Five Kenyans were on June 1, 2020, selected to join the Ford Global Fellowship run by the Ford Foundation - an American private foundation with the mission of advancing human welfare.
The Kenyans named are Nanjira Sambuli (Political analyst & researcher) Wawira Njiru (CEO Food4Education), Teresa Njoroge (a criminal justice reform advocate), Melsa Auma Omaya (medical officer) and John Muthee (CEO of Savannah Informatics).
The five were part of 24 fellows selected from across four regions - Brazil, East Africa, the Middle East and North Africa, and the United States.
The foundation will invest $50 million equivalent to Ksh5 Billion over the next 10 years in the Ford Global fellowship that aims to connect and support the next generation of social justice leaders who are advancing innovative solutions to end inequality.

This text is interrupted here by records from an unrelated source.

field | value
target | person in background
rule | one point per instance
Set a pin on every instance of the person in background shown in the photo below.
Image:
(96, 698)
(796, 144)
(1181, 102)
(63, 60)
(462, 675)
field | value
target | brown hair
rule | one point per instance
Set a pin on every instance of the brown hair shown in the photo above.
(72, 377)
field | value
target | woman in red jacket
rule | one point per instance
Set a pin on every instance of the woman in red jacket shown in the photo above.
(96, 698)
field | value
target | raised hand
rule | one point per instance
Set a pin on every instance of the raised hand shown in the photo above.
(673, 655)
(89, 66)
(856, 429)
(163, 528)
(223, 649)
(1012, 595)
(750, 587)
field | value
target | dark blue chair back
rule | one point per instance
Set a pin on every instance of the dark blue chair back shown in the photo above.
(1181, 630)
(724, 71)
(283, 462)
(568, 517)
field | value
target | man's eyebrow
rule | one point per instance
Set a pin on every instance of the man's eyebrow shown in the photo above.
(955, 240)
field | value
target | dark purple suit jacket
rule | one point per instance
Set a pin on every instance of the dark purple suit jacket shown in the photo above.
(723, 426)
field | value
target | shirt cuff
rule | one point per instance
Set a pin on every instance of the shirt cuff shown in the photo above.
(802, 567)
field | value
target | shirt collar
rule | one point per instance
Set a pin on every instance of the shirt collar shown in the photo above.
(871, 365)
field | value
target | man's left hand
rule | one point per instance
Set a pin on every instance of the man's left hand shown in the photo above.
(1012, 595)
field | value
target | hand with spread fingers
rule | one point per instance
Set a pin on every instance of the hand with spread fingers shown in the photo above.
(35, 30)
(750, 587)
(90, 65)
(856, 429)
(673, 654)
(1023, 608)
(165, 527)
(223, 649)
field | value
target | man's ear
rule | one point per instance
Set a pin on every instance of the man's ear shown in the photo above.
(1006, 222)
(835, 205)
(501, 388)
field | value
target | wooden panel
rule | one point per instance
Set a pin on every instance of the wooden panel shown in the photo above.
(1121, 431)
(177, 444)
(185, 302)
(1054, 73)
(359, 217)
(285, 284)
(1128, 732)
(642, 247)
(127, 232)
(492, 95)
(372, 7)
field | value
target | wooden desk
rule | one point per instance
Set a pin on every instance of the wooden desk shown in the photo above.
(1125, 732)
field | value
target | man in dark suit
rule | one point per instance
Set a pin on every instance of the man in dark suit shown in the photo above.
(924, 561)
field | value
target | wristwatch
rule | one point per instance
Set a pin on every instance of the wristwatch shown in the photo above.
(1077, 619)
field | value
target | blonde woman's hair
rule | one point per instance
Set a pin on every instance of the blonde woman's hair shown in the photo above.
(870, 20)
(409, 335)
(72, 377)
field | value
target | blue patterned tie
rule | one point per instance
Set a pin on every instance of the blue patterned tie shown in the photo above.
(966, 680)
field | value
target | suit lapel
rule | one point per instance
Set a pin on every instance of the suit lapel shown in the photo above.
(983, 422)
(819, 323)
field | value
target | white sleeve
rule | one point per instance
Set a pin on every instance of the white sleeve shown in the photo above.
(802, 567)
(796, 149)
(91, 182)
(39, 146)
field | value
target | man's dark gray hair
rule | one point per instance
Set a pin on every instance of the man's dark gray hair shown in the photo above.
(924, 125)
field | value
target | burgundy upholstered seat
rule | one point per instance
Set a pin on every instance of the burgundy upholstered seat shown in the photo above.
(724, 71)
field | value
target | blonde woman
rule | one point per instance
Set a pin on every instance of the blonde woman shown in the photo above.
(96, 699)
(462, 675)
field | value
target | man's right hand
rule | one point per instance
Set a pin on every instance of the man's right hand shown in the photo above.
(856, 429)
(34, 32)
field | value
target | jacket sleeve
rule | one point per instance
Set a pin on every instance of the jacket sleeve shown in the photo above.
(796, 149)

The program will run for 18 months with an emphasis on shared learning, building and strengthening connections, and developing a supportive, interconnected cohort.
"Our hope is for the fellowship to serve as a catalyst for the fellows to accelerate the impact of their work, individually and collectively," the Foundation noted.
1. Melsa Auma Omaya
Melsa runs the Gender Violence Recovery Centre at the Nairobi Women’s Hospital and is a medical officer in the Department of Gynecologic Oncology at Nairobi Radiotherapy and Cancer Centre.
"She also directs clinical services for the nonprofit Shining Hope for Communities (Shofco), where she secured national accreditation to cover 700,000 free patient visits. In addition, Melsa created a free health program for children with autism," the foundation observed.
2. Nanjira Sambuli
The prolific researcher, policy analyst and advocacy strategist was selected for her contributions to leadership.
"She is a commissioner on the Lancet and Financial Times Commission on Governing Health Futures 2030 and a board member at the New Humanitarian (formerly IRIN News), Development Gateway, and Digital Impact Alliance. She was a member of the UN Secretary-General’s High-level Panel on Digital Cooperation (2018-19) and served as a deputy on the UN Secretary-General’s High-level Panel for Women’s Economic Empowerment from 2016-17," the foundation disclosed.
3. Teresa Njoroge
The criminal justice reforms advocate is the CEO of Clean Start Solutions, an organisation that creates opportunities for women, girls, and children of imprisoned mothers that allow an easier transition to education, entrepreneurship, or employment during their reintegration back into society.
"Teresa works on her rallying call of Beyond the Bars, Never Again by building relationships with Kenyan government agencies, law enforcement, and organizations like the United Nations to improve access to education and employment training for women," the foundation described.
4. Wawira Njiru
Wawira Njiru is a Kenyan businesswoman, entrepreneur, human nutritionist, and philanthropist, who serves as the executive director of Food 4 Education, an organization that cooks, prepares and distributes nutritious meals, at subsidized prices to over 2,000 poor school children in Ruiru, a suburb of Nairobi, the capital city of Kenya.
At the inception of Food 4 Education in 2011, the initiative provided subsidised lunch to 25 children from underprivileged backgrounds in Ruiru. Through online campaigns to raise money to fund her project, Wawira was able to stay the course.
5. John Muthee
The co-founder and CEO of Savannah Informatics was selected for his use of technology to address barriers to universal health care coverage in Kenya.
His start-up provides digital solutions for more than 1,200 hospitals across Kenya and serves six of the country’s largest health insurers enabling them to roll out quality, affordable health insurance for hundreds of thousands of Kenyans.
The foundation disclosed that the goal was for the fellowship to create a powerful network of 240 fellows from across the globe, covering a multitude of our most pressing issues over the next decade.